Jeudi 19 mars, lors du sommet de l’Union européenne (UE) qui se déroulera à Bruxelles, Kyriakos Pierrakakis, le ministre grec de l’économie, sera pour la première fois présent en tant que président de l’Eurogroupe, un poste pour lequel il a été nommé en décembre 2025. Il portera ainsi la voix des vingt et un pays de la zone euro. Avec une mission : « Il faut exécuter [les réformes]. » « On n’a pas de désaccord sur la stratégie. Mais maintenant, il faut la mettre en place », expliquait-il, mardi 17 mars, lors d’un passage à Paris, pendant la conférence annuelle d’Euronext, l’entreprise qui détient huit Bourses du Vieux Continent (dont celle d’Athènes).
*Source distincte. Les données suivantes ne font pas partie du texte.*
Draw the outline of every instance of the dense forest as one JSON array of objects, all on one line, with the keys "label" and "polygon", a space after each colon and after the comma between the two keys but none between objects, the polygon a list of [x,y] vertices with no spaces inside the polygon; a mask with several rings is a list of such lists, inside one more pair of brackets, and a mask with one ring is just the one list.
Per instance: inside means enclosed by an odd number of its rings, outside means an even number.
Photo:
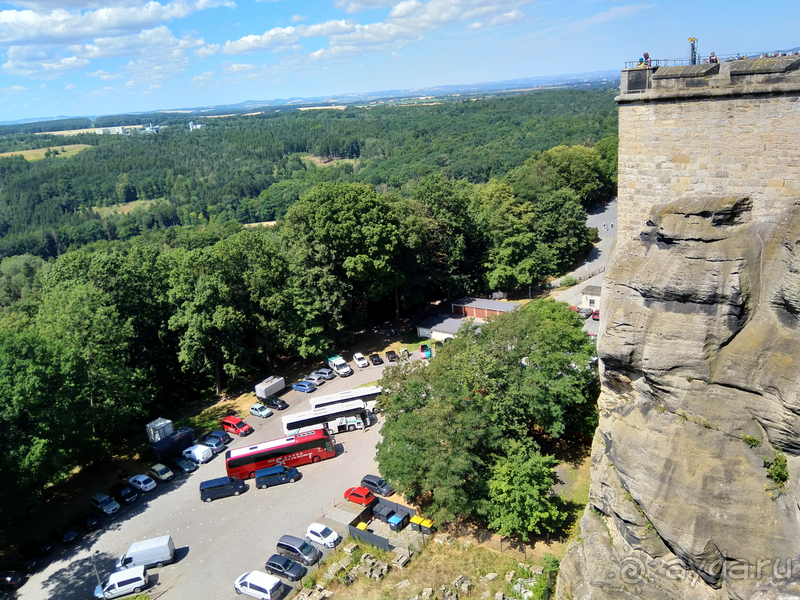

Son objectif est notamment de rendre concrète la grande réforme européenne intitulée « union de l’épargne et de l’investissement ». Celle-ci part d’un constat simple, mais catastrophique pour l’économie des Vingt-Sept : les Européens ont énormément d’épargne, mais une large partie est investie aux Etats-Unis, où les rendements sont plus élevés. Pour ramener ces sommes de ce côté-ci de l’Atlantique, la Commission européenne propose une série de réformes pour rapprocher et simplifier les marchés de capitaux européens, actuellement très fragmentés.